La virulencia con la que en los últimos tiempos se ha venido acosando desde el poder a la SCJN, a sus miembros y, en particular a su Presidenta (de manera incremental desde que se decidió que, por violaciones graves al procedimiento legislativo, debía declararse la inconstitucionalidad de la primera parte del “Plan B”), nos debe hacer recordar lo lejos que estamos de haber consolidado nuestra democracia y lo cerca que estamos de una posible regresión autoritaria.

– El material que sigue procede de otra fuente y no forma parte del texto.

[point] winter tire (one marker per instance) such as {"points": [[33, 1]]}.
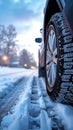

Lamentablemente no se trata de un episodio aislado, sino más bien la enésima réplica de un modo de hacer política que, tarde o temprano, se le puede salir de las manos a quien irresponsablemente —en el mejor de los casos— está creyendo que puede lucrar políticamente con la violencia verbal instalada en el discurso gubernamental. Y digo lo anterior, queriendo pensar que lo que está ocurriendo es un mero acto de inconsciencia de alguien que, sin darse cuenta, está jugando al “aprendiz de brujo” y no que es un plan de ejercicio del poder que, en caso de ser necesario, esté eventualmente dispuesto a pasar de la violencia verbal a la violencia física como una idea de lo que es “hacer política” (bajo la premisa de que todo se vale con tal de ejercer y mantener el poder).
Lo peligroso de esa lógica es que, bajo el influjo de la descalificación, la denigración y el acoso discursivo que han desatado en contra de la SCJN tanto la Presidencia de la República como su circuito de “replicantes” (secretarios de Estado, gobernadores, dirigentes partidistas, entre otros), haya quienes se sienten autorizados para instalar un plantón frente a la Suprema Corte (algo que en sí ni es malo ni extraño), descalificar con expresiones soeces a sus integrantes, ejercer actos de intimidación y hasta concretar agresiones en contra de funcionarios judiciales. Se trata de algo que debería encender nuestras señales de alerta y llevarnos a estar preocupados por el futuro de la convivencia pacífica de nuestra sociedad.
Lo peor, es que, por un lado, todo ello ocurre bajo la mirada tolerante (o peor aún, la anuencia) de las autoridades responsables de evitar que la violencia se instale como el modo normal de hacer política. Mientras que, por otro lado, ocurre un ominoso deslinde de responsabilidades por parte de quienes han sido los verdaderos instigadores de esos actos de odio (los altos funcionarios de los gobiernos federal y estatales y los dirigentes de Morena). Es inadmisible que el presidente del partido gobernante afirme que no tiene nada que ver con los hechos porque los agresivos manifestantes “no son morenistas” cosa que, en el colmo del cinismo, se ve agravada con los dichos de los propios violentos en el sentido de que, en efecto, no son morenistas sino “obradoristas”. Actos de esa naturaleza deberían ser rechazados y condenados por todos, con independencia de que se simpatice o no con los motivos de la protesta.
De otro modo se abre la puerta a validar, a partir de las causas “buenas” o “justas” que se persigan, cualquier dicho y acto que, como una espiral incontenible, abona a la intolerancia y, en consecuencia, erosiona los fundamentos necesariamente pacíficos en los que se basa la entera convivencia democrática.
Son premonitorias las palabras de Reyes Heroles en el célebre discurso de Chilpancingo en abril de 1977: “Cuando no se tolera se incita a no ser tolerado y se abona el campo de la fratricida intolerancia absoluta, del todos contra todos”, lo que implicaría, decía, “despertar al México bronco y violento”.
Frente al hecho no puede haber concesiones: la intolerancia y la indisoluble violencia que la acompaña (verbal primero y, casi siempre, física después) debe ser señalada y repudiada si no queremos entrar en un inevitable deterioro democrático.
La historia enseña, aunque la memoria sea breve y el discurso autoritario atractivo y potente: prácticamente todos los regímenes autocráticos de la historia florecieron en un contexto abonado por la intolerancia que es, por definición, el valor antidemocrático por excelencia. No hay un solo caso en el que los regímenes autoritarios no hayan recurrido a la descalificación, estigmatización y condena del contrario, a la conversión de los adversarios en enemigos. Y siempre, invariablemente la cosa ha acabado mal: con la persecución y, en los casos extremos, con la eliminación de los perseguidos.
Defender la democracia, hoy, significa evidenciar, condenar y combatir, al germen y al discurso de la intolerancia y la violencia.